March 24, 2009

BEYOND "OBJECT" RELATIONS

Excerpt from Yaacov Lefcoe, MA, “Personality Change Through Contemplative Meditation: An Integrative Hasidic and Psychological Approach “ (B’Or Ha’Torah Journal, no. 18 (5769/2008). The contemplative-meditational approach under discussion is that of the Chabad school of Chassidism. Footnotes have been omitted in this online version.

Beyond “Object” Relations

The Tract on Ecstasy [by Rabbi Dov Ber of Lubavitch, second rebbe in the Chabad lineage] describes the four ensuing, higher stages of deocentric hitbonenut (contemplation) following the acknowledgment stage as generating ever increasing awareness and affective responsivity to G-d--with an important shift. Having achieved the capacity to acknowledge and experience G-d as separate from, and outside of, oneself, one then becomes capable of beginning to experience that one is not separate from G-d. This growing self-nullification facing G-d's omnipresence defines the unfolding of the higher stages of hitbonenut. Experiencing G-d as object lays the groundwork for a true experience of G-d ontologically subsuming and suffusing the self (whereas earlier there was a superficially similar, yet false, experience based on immaturity and ‘blurred boundaries’ between the self and G-d [see Wilber's discussion of the ‘pre/trans fallacy']).

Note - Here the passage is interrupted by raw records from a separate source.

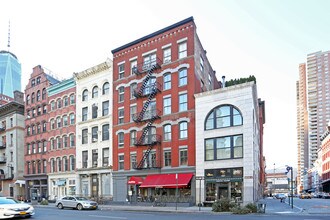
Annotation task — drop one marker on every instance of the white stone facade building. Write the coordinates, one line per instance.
(94, 131)
(228, 144)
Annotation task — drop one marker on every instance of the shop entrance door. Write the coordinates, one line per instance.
(223, 192)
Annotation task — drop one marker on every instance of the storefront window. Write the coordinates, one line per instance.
(210, 192)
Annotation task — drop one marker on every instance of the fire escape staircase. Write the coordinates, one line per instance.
(149, 116)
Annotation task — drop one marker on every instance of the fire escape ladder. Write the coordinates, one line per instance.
(144, 158)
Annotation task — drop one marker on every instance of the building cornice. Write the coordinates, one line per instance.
(93, 70)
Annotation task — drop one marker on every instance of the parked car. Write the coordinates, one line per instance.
(11, 208)
(305, 196)
(280, 196)
(325, 195)
(76, 203)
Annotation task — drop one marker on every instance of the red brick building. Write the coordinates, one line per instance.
(154, 82)
(36, 133)
(62, 139)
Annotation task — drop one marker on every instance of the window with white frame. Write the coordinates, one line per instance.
(105, 132)
(105, 108)
(105, 157)
(120, 139)
(167, 158)
(120, 162)
(121, 71)
(121, 94)
(85, 95)
(132, 137)
(167, 105)
(183, 77)
(133, 160)
(183, 132)
(167, 81)
(133, 65)
(133, 87)
(149, 60)
(84, 136)
(105, 88)
(132, 113)
(183, 156)
(182, 50)
(84, 113)
(167, 55)
(121, 116)
(167, 132)
(183, 102)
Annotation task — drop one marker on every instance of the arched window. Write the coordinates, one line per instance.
(85, 95)
(95, 92)
(105, 89)
(222, 117)
(43, 94)
(27, 99)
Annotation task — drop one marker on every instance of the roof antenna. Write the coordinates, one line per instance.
(8, 35)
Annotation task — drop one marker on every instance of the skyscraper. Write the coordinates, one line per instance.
(10, 73)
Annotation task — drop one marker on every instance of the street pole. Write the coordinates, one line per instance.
(291, 188)
(176, 192)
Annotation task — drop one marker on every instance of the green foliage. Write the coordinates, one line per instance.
(252, 207)
(241, 80)
(240, 210)
(222, 205)
(44, 202)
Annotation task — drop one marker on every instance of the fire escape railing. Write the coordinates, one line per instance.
(149, 116)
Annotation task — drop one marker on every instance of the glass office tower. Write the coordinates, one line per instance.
(10, 73)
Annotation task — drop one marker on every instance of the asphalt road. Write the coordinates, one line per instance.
(51, 213)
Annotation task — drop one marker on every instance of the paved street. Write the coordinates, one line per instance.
(313, 209)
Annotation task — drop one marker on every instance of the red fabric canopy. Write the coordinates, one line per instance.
(167, 180)
(135, 180)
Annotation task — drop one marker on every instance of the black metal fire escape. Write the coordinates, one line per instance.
(149, 90)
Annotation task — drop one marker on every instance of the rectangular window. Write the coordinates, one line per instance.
(105, 132)
(85, 159)
(105, 108)
(95, 134)
(121, 71)
(84, 114)
(133, 65)
(167, 55)
(182, 50)
(94, 157)
(183, 157)
(120, 162)
(132, 113)
(167, 105)
(133, 161)
(105, 157)
(84, 135)
(167, 158)
(183, 102)
(229, 147)
(120, 116)
(94, 110)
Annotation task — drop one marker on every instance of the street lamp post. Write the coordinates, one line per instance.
(288, 169)
(200, 178)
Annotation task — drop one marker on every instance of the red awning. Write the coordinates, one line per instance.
(167, 180)
(135, 180)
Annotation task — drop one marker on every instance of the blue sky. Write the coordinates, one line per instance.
(265, 38)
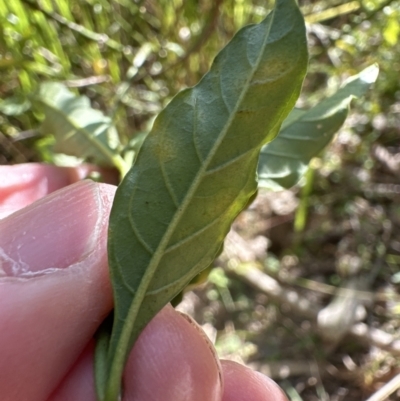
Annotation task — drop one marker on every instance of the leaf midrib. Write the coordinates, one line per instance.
(124, 338)
(159, 252)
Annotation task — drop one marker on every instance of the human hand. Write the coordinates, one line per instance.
(55, 291)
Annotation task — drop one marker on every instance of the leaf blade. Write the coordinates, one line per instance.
(196, 171)
(305, 133)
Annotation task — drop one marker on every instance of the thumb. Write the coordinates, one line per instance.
(54, 287)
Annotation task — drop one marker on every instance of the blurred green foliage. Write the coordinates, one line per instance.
(131, 57)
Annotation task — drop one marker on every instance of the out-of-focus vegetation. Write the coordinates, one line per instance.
(339, 229)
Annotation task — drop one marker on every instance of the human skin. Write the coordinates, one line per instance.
(55, 291)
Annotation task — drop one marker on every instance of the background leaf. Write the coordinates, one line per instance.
(305, 133)
(196, 171)
(79, 129)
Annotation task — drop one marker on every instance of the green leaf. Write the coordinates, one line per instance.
(194, 173)
(79, 129)
(305, 133)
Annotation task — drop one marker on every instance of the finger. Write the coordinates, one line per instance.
(243, 384)
(54, 287)
(22, 184)
(171, 361)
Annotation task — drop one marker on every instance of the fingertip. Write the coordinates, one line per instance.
(242, 384)
(172, 361)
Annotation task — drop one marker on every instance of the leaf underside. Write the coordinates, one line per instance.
(305, 134)
(195, 172)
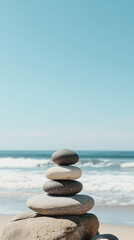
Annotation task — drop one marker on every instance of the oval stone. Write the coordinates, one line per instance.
(65, 157)
(60, 206)
(63, 187)
(63, 172)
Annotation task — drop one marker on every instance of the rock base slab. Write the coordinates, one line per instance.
(30, 226)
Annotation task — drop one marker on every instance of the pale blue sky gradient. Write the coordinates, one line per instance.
(67, 74)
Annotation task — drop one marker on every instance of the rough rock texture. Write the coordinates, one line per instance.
(51, 205)
(62, 187)
(63, 173)
(65, 157)
(105, 237)
(30, 226)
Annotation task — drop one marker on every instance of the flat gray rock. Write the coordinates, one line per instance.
(65, 157)
(63, 173)
(30, 226)
(50, 205)
(62, 187)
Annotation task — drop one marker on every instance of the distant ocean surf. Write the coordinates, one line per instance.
(108, 176)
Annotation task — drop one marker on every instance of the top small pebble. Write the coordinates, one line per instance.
(65, 157)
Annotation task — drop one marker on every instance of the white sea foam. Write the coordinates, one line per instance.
(22, 162)
(127, 165)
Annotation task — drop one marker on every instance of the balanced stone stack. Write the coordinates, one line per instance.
(61, 196)
(61, 211)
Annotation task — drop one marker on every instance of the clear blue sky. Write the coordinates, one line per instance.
(67, 74)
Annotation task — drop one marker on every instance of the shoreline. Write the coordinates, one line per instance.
(123, 232)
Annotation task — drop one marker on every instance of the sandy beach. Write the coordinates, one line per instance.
(122, 232)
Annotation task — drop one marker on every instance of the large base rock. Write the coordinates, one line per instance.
(30, 226)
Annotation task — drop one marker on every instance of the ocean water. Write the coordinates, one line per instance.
(108, 176)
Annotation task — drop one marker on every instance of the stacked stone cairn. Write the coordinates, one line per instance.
(61, 196)
(60, 212)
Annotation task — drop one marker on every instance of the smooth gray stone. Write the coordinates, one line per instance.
(105, 237)
(51, 205)
(63, 173)
(65, 157)
(62, 187)
(31, 226)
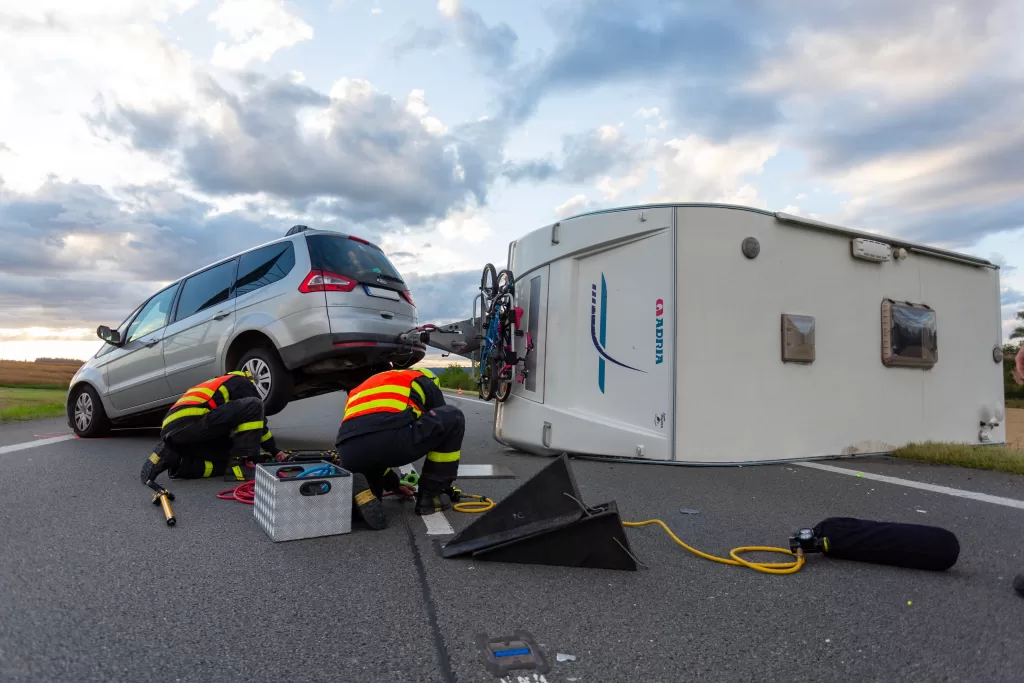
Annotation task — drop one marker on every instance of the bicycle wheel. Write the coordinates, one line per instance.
(486, 389)
(504, 387)
(506, 280)
(488, 285)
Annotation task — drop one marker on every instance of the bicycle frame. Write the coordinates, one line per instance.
(503, 318)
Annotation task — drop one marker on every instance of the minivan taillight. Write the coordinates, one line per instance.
(325, 281)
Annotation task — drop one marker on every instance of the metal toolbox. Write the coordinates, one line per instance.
(291, 507)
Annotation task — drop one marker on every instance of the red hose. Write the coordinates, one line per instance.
(244, 493)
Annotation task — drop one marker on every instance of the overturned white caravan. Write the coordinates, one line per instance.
(712, 334)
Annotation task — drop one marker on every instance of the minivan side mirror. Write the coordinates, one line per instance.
(108, 335)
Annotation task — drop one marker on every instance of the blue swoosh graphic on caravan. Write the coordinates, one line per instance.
(593, 326)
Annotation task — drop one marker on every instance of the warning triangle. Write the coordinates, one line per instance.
(545, 521)
(539, 504)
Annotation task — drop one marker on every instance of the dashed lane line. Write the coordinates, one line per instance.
(958, 493)
(35, 443)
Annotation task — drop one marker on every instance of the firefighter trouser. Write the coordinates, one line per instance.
(225, 436)
(437, 435)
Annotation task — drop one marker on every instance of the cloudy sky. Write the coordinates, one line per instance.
(140, 139)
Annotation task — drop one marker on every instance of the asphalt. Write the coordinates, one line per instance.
(94, 587)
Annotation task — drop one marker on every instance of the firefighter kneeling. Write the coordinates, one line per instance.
(215, 428)
(393, 419)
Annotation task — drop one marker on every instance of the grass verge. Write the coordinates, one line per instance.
(994, 458)
(20, 403)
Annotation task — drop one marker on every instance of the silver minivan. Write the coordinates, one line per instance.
(313, 312)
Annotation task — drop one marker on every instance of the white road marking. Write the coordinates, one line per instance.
(958, 493)
(437, 523)
(34, 443)
(472, 400)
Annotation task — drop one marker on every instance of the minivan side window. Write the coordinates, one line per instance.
(206, 289)
(263, 266)
(154, 314)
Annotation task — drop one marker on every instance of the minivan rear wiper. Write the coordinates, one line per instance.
(391, 278)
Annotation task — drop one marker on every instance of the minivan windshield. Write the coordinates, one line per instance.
(353, 259)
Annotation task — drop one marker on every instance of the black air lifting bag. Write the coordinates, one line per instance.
(912, 546)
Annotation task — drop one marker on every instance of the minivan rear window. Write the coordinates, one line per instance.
(352, 259)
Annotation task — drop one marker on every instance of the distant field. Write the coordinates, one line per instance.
(42, 375)
(17, 403)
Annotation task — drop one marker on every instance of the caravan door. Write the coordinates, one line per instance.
(531, 296)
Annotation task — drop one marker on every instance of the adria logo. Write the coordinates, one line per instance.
(658, 332)
(598, 332)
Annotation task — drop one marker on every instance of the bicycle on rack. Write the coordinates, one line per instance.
(502, 319)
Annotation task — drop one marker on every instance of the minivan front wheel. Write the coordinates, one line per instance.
(271, 378)
(88, 418)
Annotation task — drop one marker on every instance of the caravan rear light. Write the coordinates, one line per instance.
(325, 281)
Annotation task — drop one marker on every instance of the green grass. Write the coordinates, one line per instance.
(965, 455)
(22, 403)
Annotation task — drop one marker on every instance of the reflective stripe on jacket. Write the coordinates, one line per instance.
(203, 398)
(390, 391)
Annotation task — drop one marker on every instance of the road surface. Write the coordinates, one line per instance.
(93, 587)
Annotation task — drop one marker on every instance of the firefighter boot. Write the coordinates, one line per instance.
(367, 504)
(431, 499)
(161, 459)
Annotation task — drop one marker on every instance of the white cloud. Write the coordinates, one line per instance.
(416, 103)
(892, 65)
(694, 169)
(449, 8)
(465, 224)
(571, 206)
(55, 59)
(258, 29)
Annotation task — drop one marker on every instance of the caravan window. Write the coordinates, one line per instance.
(908, 335)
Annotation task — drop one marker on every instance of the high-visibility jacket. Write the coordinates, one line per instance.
(203, 398)
(393, 398)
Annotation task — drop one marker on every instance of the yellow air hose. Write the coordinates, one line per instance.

This perspectival shift from experiencing G-d as Other to realizing G-d as inclusive of self is illustrated by comments of Rabbi Hillel Paritcher on the opening section of the Code of Jewish Law (Shulkhan Arukh 1:1). This section enjoins the Jew to think of G-d as a “great King” who “stands over him and observes his activities,” so that through this “...fear [of G-d] will come to him,” and he will therefore measure his words and deeds carefully. This opening passage frames that entire endeavor of Jewish observance, detailed in the rest of the Code. On this passage, Rabbi Hillel Paritcher comments:

They [the authors of this Judeo-legal teaching] have spoken, however, exoterically ... and they have written “...stands over him,” which implies [G-d is] like an ‘other’ [zulato] who stands over him. But the truth is that he is not separate from Him at all, and is nullified in Him absolutely, since He flows into his entire inner being, and his innermost being, and is bringing him into existence and vitalizing him every instant. We find [therefore] that the human being is not outside of Him at all, and consequently the matter of ‘fear’ is to be interpreted not according to the simple meaning that he fears something outside himself. Rather, its interpretation is ‘abnegation’ [bittul]; namely, that “fear will come to him,” meaning until he becomes completely self-abnegated to Him, not being an existent unto himself at all, in any way ... And this is the ultimate intention [of Torah Judaism], as it is written: “The end of the matter, when all is said and done: Fear [i.e., abnegate to] G-d...”

What is most interesting about these latter four levels is how they seem to represent paradoxically the deepening of a relationship, together with the progressive negation of the duality required by the entire concept of ‘relationship.’ The absorption into the Other, the fruition of a relational movement of meditational embrace and self-surrender, is not the negation of relationship, but rather its climax. Thus, the actualized self-nullification that defines the furthest reaches of this process is not the end of object-relating. Rather, it is a teleological ‘end’ and purpose of Jewish meditation as a way of relating to G-d.